Bu sadece bir prensip meselesi değil. Fransız delege elini kaldırıyor: Her şeye hazırlıklı olalım. Ve yine: Gerekirse "2 Ağustos'tan itibaren" başlasın. Odada derin bir sessizlik var . Macaristan ve İrlanda dışında kimseye karşı çıkmıyor. İtalya'ya karşı da konuşmuyor. Ve hepsinden önemlisi, Berlin karşı çıkmıyor; tam tersine, harekete geçmeye hazır olduğu hissi var.
Ancak herkes Avrupa'nın karşı karşıya olduğu risklerin farkında.
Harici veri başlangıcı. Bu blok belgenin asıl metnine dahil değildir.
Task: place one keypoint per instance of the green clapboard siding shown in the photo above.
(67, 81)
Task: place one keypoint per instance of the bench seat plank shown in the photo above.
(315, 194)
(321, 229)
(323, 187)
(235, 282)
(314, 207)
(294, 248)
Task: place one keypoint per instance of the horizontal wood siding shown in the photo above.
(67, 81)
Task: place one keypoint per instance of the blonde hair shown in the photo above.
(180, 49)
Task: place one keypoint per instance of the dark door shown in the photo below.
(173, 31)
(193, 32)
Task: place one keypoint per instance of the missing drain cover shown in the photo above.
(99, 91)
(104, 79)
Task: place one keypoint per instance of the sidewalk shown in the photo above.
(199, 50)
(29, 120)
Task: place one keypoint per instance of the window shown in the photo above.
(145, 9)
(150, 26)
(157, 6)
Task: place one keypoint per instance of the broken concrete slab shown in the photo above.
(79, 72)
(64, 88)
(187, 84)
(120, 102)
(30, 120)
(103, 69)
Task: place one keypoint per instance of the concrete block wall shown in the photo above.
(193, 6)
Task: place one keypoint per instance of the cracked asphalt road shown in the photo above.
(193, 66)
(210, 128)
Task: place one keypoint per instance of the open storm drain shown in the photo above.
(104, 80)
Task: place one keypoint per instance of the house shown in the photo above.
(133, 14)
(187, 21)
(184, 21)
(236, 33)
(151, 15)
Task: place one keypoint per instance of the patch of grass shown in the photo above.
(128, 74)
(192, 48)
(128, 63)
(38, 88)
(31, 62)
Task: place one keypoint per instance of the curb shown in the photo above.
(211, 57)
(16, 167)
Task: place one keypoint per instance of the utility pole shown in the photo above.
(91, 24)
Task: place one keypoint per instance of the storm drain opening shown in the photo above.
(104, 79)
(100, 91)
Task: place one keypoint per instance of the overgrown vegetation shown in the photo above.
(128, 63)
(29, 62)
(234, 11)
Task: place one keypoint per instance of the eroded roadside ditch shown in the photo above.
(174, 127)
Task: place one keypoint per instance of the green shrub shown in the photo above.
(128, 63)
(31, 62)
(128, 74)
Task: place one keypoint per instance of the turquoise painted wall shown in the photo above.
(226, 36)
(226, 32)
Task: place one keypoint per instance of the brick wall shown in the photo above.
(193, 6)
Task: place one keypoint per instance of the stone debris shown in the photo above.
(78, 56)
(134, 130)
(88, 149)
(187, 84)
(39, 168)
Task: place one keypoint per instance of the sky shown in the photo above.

Ticaret Komiseri bunları özetledi: Acil bir müdahale önerisi bile, Trump'ın Avrupalılara yazdığı mektupta zaten tehdit ettiği %30'luk gümrük vergisi eşiğine çok yakın kalmasına yol açabilir. Brüksel, 2 Ağustos'tan itibaren gerçekten karşı önlemler uygulamaya başlarsa, iş adamı tarafından kaçınılmaz ve zaten tehdit edilen bir ticaret saldırısıyla ve %30'luk bir artışla karşı karşıya kalacaktır.
Giorgia Meloni'nin kaçınmak istediği bir kabus. Başbakan, resmi olarak inatla daha fazla arabuluculuk talep etmeye devam ediyor. Sorun, Trump'ın güvenilmezliği. Ancak, yeni Alman tutumu ağır basıyor ve Roma'yı Macaristan ile kendini izole etmemeye zorlarken, kıta güçleri Beyaz Saray'a karşı birleşiyor. Diğer önemli faktör ise Ursula von der Leyen'in (başbakanın son birkaç saat içinde Macron ve Merz gibi kendisiyle de temas halinde olduğu) tutumu. Komisyon başkanı, olası bir başarısızlıkla ezilmemek için tavrını sertleştirmek istiyor gibi görünüyor. Aslında, günlerdir Brüksel, Washington ile arabuluculuğa öncülük ediyor: Kötü bir sonuç Brüksel'in sorumluluğunda olacak ve bu da Brüksel'i daha da zayıflatacak.